When Pope Francis goes to Philadelphia, the pattern shifts, but only slightly. The World Meeting of Families, a Catholic gathering of families every three years hosted this time in Philadelphia, was from the start the reason for his trip to the U.S. Here, Francis adds specifically political moments to a primarily pastoral visit. In addition to celebrating mass at the Cathedral Basilica, visiting the Festival of Families, and meeting the bishops at St. Charles Borromeo Seminary, Pope Francis will visit Philadelphia’s largest prison, the Curran-Fromhold Correctional Facility.
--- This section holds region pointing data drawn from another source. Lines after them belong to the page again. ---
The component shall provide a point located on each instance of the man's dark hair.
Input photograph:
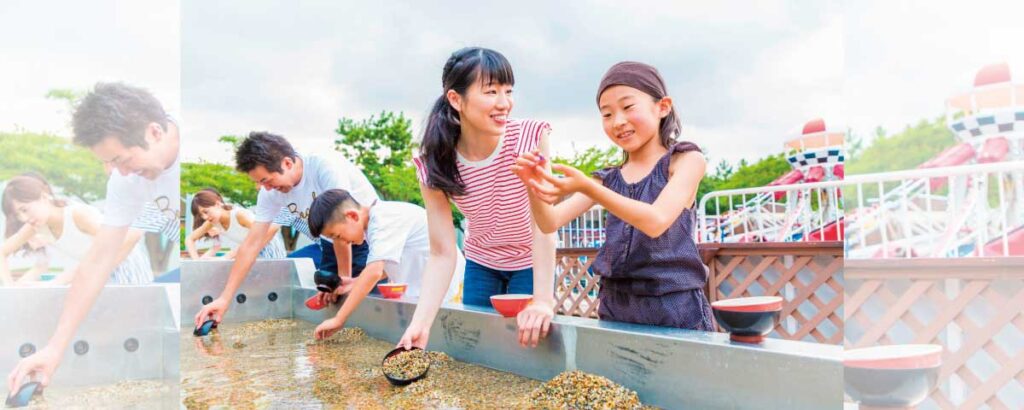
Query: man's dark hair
(265, 149)
(117, 110)
(327, 208)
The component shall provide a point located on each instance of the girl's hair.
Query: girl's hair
(442, 130)
(206, 198)
(25, 188)
(646, 79)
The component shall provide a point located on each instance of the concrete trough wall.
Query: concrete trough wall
(130, 333)
(670, 368)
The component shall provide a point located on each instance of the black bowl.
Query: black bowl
(326, 281)
(205, 328)
(24, 395)
(399, 381)
(890, 387)
(748, 327)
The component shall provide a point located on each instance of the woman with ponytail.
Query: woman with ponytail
(469, 146)
(36, 218)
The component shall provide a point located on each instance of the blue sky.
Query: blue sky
(743, 78)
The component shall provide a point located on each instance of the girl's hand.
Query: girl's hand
(38, 367)
(573, 180)
(535, 322)
(328, 328)
(416, 336)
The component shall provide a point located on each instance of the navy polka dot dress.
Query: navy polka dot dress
(654, 281)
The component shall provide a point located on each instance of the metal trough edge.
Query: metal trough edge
(670, 368)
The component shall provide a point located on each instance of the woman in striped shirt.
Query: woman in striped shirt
(468, 149)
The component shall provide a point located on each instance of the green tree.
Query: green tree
(382, 147)
(905, 150)
(74, 169)
(233, 186)
(592, 159)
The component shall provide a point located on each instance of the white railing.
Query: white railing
(970, 210)
(797, 212)
(586, 231)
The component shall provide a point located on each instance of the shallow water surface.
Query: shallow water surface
(276, 364)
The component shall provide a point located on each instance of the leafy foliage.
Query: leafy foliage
(71, 168)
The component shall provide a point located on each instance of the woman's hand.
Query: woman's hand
(572, 180)
(416, 336)
(535, 322)
(528, 168)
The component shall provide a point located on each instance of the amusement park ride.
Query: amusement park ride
(788, 215)
(962, 214)
(951, 205)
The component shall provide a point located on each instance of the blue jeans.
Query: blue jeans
(481, 282)
(325, 259)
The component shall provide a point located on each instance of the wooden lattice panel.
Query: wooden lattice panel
(973, 308)
(808, 277)
(576, 287)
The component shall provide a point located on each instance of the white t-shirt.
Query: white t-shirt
(150, 205)
(397, 235)
(318, 174)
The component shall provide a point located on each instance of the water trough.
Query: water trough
(669, 368)
(131, 333)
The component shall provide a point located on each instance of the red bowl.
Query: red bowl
(894, 357)
(510, 304)
(314, 302)
(755, 303)
(392, 290)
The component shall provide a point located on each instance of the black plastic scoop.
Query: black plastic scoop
(205, 328)
(24, 395)
(403, 381)
(326, 281)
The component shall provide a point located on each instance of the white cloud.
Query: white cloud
(132, 41)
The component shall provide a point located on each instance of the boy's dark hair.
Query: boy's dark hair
(265, 149)
(117, 110)
(327, 208)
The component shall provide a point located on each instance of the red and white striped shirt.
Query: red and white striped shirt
(497, 209)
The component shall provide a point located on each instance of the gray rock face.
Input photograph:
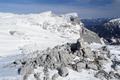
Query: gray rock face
(102, 75)
(62, 71)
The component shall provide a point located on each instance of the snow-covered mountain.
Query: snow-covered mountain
(107, 28)
(47, 46)
(34, 31)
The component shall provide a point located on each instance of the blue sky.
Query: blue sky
(85, 8)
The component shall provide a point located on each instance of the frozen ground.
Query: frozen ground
(24, 34)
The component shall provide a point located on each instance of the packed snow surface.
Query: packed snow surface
(34, 31)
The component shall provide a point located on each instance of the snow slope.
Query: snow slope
(34, 31)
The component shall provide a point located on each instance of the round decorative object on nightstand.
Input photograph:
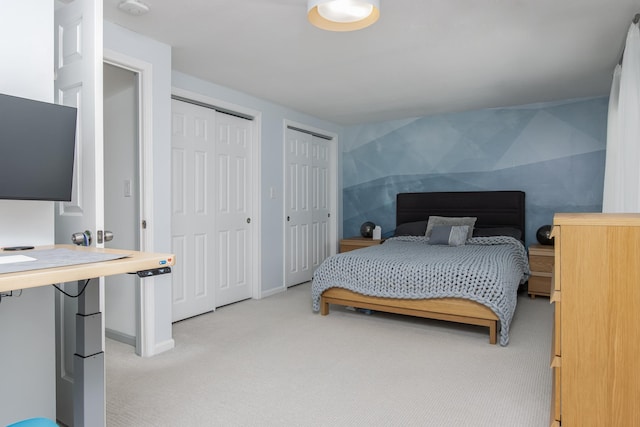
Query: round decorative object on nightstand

What Pope Francis will do there remains to be seen, but his mere presence will both highlight high incarceration rates in the U.S. and make it hard to ignore the Catholic Church’s opposition to the death penalty.
The whole trip concludes with an outdoor mass on the Benjamin Franklin Parkway, where Pope John Paul II celebrated mass in 1979.
Francis’ schedule is like a liturgy. It is a roadmap to guide the desired focus of, and communal participation in, his message. And the places he has chosen—Catholic Charities in Washington, a school in Harlem, an interfaith service at Ground Zero, a prison in Philadelphia—will likely end up saying as much about what Francis’ focus is as anything else.